The cultural and political climate as well as the values that inspired the Helsinki Final Act of 1975 belong to a distant past. The Gulf War of 1991, which introduced the concept of “just and necessary war,” marks a watershed between the Helsinki Final Act, which interdicts war as a solution to international controversy, and the 2002 White House document which instead proclaims the need for war, for “preventive war,” and “infinite war,” as the only sure means to security and peace—a ratification of the idea expressed in George Orwell’s novel 1984: “war is peace.” Between 1991 and 1999 not only is war described as “just and necessary,” but it is also justified as humanitarian, as in, “humanitarian military intervention,” “humanitarian military operations.”
Migration and terrorism are the consequence of an “infinite war” which can be dated back to 1991, but in truth it can be dated back at least to the two world wars, including all conflicts antecedent to the 1991 Persian Gulf War: war in Indochina, in Korea, in Algeria, in Vietnam, the Arab-Israeli Six-Day-War, etc.
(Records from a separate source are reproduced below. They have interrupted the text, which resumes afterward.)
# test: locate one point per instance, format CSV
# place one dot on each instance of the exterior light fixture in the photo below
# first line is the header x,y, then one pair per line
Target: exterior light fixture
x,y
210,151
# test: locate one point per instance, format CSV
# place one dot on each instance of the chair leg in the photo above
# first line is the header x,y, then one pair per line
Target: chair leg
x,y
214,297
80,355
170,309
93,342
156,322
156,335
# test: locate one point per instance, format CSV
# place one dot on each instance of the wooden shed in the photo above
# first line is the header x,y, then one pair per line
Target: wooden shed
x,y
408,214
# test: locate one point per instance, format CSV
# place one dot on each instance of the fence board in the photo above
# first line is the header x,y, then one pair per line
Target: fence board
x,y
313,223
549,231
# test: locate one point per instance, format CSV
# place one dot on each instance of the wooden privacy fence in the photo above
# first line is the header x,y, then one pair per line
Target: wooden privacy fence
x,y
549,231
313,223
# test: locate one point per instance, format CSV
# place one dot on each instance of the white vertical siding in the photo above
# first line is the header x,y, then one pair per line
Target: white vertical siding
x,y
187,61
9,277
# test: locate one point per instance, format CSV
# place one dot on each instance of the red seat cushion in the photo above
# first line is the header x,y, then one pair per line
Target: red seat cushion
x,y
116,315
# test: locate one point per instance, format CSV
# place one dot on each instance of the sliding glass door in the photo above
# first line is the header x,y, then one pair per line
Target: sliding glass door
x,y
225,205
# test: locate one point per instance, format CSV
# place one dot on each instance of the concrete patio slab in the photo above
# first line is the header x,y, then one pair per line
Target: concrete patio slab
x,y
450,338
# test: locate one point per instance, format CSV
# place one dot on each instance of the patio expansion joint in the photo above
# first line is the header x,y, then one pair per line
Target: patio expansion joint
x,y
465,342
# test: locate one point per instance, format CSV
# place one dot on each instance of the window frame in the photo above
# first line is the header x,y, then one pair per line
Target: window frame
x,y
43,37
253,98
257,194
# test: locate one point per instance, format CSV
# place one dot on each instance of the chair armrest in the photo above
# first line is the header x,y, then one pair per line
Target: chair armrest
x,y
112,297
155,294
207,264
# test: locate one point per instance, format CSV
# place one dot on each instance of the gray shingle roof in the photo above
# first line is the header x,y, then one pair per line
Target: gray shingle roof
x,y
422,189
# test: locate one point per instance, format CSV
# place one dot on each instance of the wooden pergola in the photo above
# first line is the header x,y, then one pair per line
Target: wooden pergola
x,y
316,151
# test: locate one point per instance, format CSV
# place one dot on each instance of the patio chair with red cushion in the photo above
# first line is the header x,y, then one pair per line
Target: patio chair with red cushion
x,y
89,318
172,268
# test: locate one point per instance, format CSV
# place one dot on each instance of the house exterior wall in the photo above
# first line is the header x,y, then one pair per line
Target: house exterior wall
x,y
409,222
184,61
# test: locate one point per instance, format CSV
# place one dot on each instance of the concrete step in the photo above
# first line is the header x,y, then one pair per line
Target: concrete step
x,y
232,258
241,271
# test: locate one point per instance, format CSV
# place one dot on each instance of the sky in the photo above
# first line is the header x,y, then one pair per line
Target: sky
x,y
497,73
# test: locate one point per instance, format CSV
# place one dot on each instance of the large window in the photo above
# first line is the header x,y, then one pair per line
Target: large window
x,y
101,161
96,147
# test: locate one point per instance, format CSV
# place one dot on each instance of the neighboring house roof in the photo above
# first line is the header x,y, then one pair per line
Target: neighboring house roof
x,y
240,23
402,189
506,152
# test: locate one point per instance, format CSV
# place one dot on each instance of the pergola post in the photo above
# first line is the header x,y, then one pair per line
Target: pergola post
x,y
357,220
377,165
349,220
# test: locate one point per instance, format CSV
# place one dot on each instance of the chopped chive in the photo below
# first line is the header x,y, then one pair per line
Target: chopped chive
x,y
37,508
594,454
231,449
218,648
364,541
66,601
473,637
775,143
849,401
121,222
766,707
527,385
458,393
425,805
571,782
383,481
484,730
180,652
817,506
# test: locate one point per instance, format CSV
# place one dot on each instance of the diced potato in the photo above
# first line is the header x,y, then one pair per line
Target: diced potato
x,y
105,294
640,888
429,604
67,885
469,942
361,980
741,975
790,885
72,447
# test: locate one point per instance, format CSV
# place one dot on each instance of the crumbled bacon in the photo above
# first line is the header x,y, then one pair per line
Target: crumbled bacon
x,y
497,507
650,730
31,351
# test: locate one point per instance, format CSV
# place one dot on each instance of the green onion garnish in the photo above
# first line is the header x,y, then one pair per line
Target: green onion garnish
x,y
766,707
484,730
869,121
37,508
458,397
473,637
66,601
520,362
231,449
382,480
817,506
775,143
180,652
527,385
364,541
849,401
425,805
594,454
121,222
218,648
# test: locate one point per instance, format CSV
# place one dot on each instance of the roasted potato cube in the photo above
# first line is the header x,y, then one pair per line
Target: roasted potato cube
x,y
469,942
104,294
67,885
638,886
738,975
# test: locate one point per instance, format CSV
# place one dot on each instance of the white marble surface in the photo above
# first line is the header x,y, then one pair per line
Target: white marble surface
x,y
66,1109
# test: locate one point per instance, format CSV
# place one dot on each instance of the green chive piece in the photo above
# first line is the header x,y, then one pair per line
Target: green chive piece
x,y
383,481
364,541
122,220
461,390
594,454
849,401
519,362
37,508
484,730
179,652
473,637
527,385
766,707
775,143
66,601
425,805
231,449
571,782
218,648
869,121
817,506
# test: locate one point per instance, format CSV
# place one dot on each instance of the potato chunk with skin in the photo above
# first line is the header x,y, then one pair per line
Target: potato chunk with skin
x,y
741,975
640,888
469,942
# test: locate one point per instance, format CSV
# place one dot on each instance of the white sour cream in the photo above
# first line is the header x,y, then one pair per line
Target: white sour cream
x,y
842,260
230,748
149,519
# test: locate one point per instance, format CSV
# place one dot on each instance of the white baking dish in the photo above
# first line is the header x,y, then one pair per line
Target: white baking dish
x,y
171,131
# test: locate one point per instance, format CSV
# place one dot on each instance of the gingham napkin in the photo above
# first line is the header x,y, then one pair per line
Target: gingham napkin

The relation between migration and terrorism is not a direct relation of cause and effect, as is often insinuated by massmedia discourse and everyday gossip. Instead, both can be considered as effects of the same cause, symptoms of the same disease, one that is far more invasive: a common economic capitalist system shared at a world level, and the correlated social programming. Migration is not to be confused with emigration, that instead is englobed by the production system. What characterizes migration today is its Alterity with respect to the system, the fact that it presents itself as excess, namely an Alterity that cannot be assimilated. “Migrants” now represent a part of humanity that cannot be reduced to the status of labor-commodity. The migrant’s request for hospitality evidences the limits of “human rights” which are made to appear for what they effectively are: the rights of identity, from which the rights of the Other, the rights of Otherness, therefore the right to peace, are excluded.